Im Einzelnen kann der Käufer verlangen:
- Nacherfüllung gemäß §§ 437 Nr. 1, 439 BGB. Die Nacherfüllung kann einerseits durch eine Nachbesserung (Reparatur) oder eine Nachlieferung (Neulieferung) erfolgen. Der Käufer kann hier nach der gesetzlichen Regelung frei wählen. Es ist jedoch möglich, dass er zunächst auf die Nachbesserung beschränkt bleibt - etwa durch eine entsprechende Regelung in den AGB des Verkäufers - und erst nach dem Fehlschlagen der Nachbesserung die Lieferung eines neuen Kaufgegenstandes verlangen kann. Die Kosten der Nacherfüllung hat grundsätzlich der Verkäufer zu tragen, § 439 Abs. 2 BGB. Eine Pflicht zur Nacherfüllung besteht jedoch dann nicht (mehr), wenn der Verkäufer von seiner Leistungspflicht frei geworden ist - etwa weil die vertraglich vereinbarte Leistung unmöglich geworden ist oder der Verkäufer die Nacherfüllung gemäß § 439 Abs. 3 BGB aufgrund unverhältnismäßig hoher Kosten verweigern darf. Im Falle der Nachlieferung muss der Käufer den zuerst gelieferten, mangelhaften Kaufgegenstand sowie die bis zur Nachlieferung aus diesem gezogene Nutzungen herausgeben, § 439 Abs. 4 BGB. Die Pflicht zum Wertersatz - also der Zahlung eines Nutzungsentgelts für die Nutzungsmöglichkeit der mangelhaften Kaufsache - ist zur Zeit Gegenstand einer Vorlage des BGH an den EuGH, da die Vereinbarkeit mit Gemeinschaftsrecht fraglich ist.
- Rücktritt vom Vertrag gemäß §§ 437 Nr. 2 Alt. 1, 440, 323, 326 Abs. 5 BGB. Ist die Nacherüfllung nicht möglich, verweigert der Verkäufer die Nacherfüllung gemäß § 439 Abs. 3 BGB oder ist die Nachbesserung fehlgeschlagen oder dem Käufer unzumutbar, kann der Käufer vom Vertrag zurücktreten.
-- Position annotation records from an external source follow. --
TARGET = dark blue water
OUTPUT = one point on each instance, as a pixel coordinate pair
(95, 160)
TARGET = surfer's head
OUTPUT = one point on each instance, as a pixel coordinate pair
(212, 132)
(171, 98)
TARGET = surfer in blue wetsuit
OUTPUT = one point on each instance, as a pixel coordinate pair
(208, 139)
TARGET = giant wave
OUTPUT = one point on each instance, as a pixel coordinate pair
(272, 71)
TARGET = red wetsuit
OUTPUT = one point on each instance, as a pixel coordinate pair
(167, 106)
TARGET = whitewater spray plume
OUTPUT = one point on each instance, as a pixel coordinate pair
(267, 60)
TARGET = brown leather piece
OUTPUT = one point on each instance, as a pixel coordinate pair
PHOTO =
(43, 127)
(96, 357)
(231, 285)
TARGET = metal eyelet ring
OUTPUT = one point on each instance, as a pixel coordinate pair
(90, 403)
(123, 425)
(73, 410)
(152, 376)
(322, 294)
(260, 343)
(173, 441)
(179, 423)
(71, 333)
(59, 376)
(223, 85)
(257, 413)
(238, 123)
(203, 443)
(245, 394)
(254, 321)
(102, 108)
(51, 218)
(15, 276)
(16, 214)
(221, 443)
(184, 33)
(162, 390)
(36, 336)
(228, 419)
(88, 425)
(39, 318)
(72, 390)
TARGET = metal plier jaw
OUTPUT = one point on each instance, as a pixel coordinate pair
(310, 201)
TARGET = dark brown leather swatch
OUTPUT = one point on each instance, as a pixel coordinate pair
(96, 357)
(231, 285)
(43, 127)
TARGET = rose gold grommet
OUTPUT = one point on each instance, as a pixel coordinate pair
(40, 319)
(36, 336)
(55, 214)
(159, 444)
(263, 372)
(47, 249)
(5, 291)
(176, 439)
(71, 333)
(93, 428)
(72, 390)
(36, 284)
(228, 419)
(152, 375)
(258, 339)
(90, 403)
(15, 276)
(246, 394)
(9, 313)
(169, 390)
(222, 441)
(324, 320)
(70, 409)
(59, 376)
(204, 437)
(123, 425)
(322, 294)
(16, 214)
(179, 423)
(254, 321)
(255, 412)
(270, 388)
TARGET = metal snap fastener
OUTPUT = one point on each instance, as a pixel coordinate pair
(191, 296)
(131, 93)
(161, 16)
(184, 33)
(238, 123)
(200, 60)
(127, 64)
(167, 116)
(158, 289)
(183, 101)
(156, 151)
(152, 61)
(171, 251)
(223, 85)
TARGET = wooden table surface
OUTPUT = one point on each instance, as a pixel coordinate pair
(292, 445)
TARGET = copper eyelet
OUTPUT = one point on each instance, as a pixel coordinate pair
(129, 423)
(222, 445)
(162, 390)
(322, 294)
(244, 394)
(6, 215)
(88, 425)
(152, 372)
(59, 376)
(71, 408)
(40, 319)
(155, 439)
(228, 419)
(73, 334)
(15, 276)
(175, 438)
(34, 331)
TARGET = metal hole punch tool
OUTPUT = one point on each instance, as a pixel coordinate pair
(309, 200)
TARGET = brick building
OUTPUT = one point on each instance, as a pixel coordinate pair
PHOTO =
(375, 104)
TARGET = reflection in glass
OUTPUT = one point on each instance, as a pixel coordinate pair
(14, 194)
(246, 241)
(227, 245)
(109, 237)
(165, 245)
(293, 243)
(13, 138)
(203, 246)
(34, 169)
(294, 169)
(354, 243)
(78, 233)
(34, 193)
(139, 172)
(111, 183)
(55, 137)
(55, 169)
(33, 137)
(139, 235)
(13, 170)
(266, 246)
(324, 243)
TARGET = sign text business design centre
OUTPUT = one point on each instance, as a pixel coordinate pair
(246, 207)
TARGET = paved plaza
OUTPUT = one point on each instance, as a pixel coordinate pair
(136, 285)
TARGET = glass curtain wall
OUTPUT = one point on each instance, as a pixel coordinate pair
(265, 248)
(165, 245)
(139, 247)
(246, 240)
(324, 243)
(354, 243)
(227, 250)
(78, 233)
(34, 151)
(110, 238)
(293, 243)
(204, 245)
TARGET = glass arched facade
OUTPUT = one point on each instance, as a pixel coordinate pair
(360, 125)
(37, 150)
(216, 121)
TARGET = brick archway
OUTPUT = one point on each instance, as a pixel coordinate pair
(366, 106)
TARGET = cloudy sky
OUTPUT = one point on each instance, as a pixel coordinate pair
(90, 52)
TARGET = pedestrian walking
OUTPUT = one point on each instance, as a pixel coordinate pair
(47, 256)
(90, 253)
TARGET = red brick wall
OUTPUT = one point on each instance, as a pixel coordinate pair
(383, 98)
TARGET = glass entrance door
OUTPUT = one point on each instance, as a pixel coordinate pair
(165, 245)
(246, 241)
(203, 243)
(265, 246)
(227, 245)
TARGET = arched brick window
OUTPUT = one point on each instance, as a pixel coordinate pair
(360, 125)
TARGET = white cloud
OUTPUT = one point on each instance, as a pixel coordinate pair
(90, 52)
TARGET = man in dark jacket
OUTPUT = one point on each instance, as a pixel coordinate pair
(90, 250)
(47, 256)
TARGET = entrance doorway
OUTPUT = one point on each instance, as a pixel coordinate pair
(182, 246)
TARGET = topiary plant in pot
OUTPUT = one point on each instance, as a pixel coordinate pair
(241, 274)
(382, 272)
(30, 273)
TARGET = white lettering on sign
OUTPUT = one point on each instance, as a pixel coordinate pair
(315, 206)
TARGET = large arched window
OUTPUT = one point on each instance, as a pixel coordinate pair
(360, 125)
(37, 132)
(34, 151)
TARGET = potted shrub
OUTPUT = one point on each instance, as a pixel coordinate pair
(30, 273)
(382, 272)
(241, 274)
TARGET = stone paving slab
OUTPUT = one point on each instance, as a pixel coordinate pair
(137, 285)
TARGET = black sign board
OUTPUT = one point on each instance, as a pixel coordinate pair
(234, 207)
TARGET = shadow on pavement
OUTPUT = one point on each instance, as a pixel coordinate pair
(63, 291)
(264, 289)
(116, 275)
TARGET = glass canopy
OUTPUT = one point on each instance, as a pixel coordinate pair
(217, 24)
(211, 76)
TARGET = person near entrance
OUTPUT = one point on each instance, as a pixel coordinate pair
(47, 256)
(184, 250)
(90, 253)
In der Regel ist nach dem zweiten vergeblichen Nachbesserungsversuch davon auszugehen, dass die Nachbesserung fehlgeschlagen ist. Erklärt werden kann der Rücktritt durch formfreie Erklärung. Der Käufer hat im Falle des Rücktritts den mangelhaften Kaufgegenstand sowie die gezogenen Nutzungen herauszugeben bzw. hierfür einen Wertersatz in Geld zu leisten. Ein solcher ist auch für fahrlässig nicht gezogene Nutzungen zu zahlen. Mit der Ausübung erlischt die Möglichkeit, andere Arten der Gewährleistung zu verlangen.
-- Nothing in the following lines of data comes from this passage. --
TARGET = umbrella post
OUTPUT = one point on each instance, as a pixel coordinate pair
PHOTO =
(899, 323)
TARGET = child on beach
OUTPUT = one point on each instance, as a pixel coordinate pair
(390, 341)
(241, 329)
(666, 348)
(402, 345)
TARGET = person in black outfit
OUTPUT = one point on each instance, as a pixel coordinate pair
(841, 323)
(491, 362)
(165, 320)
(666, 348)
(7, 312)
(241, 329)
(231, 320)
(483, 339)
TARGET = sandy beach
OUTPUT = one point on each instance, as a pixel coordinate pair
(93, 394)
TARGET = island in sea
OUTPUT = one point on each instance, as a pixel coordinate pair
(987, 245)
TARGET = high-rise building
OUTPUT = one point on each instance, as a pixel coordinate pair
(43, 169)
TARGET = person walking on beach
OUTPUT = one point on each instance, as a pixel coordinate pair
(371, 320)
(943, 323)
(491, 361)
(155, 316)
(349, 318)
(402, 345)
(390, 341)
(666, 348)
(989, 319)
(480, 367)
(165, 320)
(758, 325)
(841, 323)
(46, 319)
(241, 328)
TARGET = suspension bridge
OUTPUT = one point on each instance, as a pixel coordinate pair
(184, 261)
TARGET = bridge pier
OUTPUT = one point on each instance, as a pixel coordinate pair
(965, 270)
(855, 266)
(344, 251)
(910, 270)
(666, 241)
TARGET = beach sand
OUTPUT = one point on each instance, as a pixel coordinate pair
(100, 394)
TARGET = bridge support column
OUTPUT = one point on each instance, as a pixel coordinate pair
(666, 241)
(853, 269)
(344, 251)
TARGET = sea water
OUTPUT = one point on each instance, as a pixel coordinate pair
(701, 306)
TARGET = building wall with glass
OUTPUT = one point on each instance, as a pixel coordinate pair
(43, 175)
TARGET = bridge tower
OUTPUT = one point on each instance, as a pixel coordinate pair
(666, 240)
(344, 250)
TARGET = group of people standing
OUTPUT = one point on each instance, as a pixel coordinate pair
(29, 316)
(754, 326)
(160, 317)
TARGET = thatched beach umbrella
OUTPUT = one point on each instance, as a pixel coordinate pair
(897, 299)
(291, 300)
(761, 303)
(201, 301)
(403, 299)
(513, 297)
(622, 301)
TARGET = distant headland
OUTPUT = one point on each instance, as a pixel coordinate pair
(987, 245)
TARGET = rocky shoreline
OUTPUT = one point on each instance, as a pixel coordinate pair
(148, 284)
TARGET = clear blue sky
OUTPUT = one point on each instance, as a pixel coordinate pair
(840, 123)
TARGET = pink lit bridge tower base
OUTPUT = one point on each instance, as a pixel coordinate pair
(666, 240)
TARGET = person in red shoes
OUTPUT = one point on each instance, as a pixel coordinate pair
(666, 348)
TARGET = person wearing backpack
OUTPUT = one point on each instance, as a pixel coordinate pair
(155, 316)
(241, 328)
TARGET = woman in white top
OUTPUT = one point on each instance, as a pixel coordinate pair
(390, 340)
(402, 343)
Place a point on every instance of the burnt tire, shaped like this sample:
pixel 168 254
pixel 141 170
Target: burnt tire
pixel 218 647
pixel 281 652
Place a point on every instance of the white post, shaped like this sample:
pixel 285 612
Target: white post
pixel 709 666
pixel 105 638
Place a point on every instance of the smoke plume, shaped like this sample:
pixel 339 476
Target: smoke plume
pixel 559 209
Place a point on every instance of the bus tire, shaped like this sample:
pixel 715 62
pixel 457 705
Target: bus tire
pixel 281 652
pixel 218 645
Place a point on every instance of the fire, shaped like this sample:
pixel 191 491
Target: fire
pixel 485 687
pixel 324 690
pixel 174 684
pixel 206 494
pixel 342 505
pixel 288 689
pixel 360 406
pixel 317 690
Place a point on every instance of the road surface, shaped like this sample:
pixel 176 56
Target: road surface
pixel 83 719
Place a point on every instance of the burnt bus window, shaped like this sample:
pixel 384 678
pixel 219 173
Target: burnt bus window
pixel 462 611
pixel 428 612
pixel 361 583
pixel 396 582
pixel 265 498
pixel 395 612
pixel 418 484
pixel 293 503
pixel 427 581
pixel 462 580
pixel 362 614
- Minderung des Kaufpreises gemäß §§ 437 Nr. 2 Alt. 2, 441 BGB. Der Käufer kann statt zurückzutreten den Kaufpreis mindern. Die Minderung des Kaufpreises ist an dieselben Bedingungen geknüpft wie der Rücktritt. Die Höhe der Minderung berechnet sich aus dem Verhältnis des Werts der Sache in mangelfreiem Zustand zu deren tatsächlichem Wert. Es gilt daher folgende Formel: (Wert mit Mangel x gezahlter Preis)/(Wert ohne Mangel) = geminderter Kaufpreis. Im Übrigen kann der Betrag der Minderung gemäß § 441 Abs. 3 Satz 2 BGB geschätzt werden. Auch hier erfolgt die Ausübung durch einseitige Erklärung des Käufers. Seine Verpflichtungen entsprechen denen beim Rücktritt.
- Schadensersatz gemäß §§ 437 Nr. 3 Alt. 1, 280, 281, 311a BGB. Als zum Schadensersatz verpflichtende Umstände sind denkbar die ursprüngliche Unmöglichkeit der Leistung (§ 311a BGB), deren nachträgliches Unmöglichwerden (§ 280 Abs. 3, 281 BGB) sowie eine Verzögerung (§§ 280 Abs. 2, 286 BGB). Der Schadensersatz umfasst nicht nur den Mangel bzw. die Kosten für dessen Beseitigung, sondern auch sonstige durch den Mangel verursachte Schäden einschließlich eines Nutzungsausfalles. Der Anspruch auf Schadensersatz statt der Leistung besteht auch dann, wenn der Käufer das Vertrauen in die Leistung des Verkäufers verloren hat. Es muss jedoch der Vorrang der Nacherfüllung beachtet werden, d.h. dass die Nacherfüllung ernsthaft und endgültig verweigert werden muss oder fehlgeschlagen ist. Der Anspruch auf Schadensersatz neben der Leistung besteht parallel zu einem Anspruch auf Minderung, während der Anspruch auf Schadensersatz statt der Leistung alle anderen Gewährleistungsansprüche ausschließt.
- Ersatz vergeblicher Aufwendungen gemäß §§ 437 Nr. 3 Alt. 2, 284 BGB. Statt des Schadensersatzes ist der Käufer berechtigt, Ersatz vergeblicher Aufwendungen zu verlangen. In diesem Falle werden solche Aufwendungen ersetzt, die der Käufer im Vertrauen auf den Erhalt einer mangelfreien Leistung gemacht hat und billigerweise machen durfte. Dieser Anspruch besteht neben einem etwaigen Anspruch auf Minderung des Kaufpreises oder Rücktritt vom Kaufvertrag.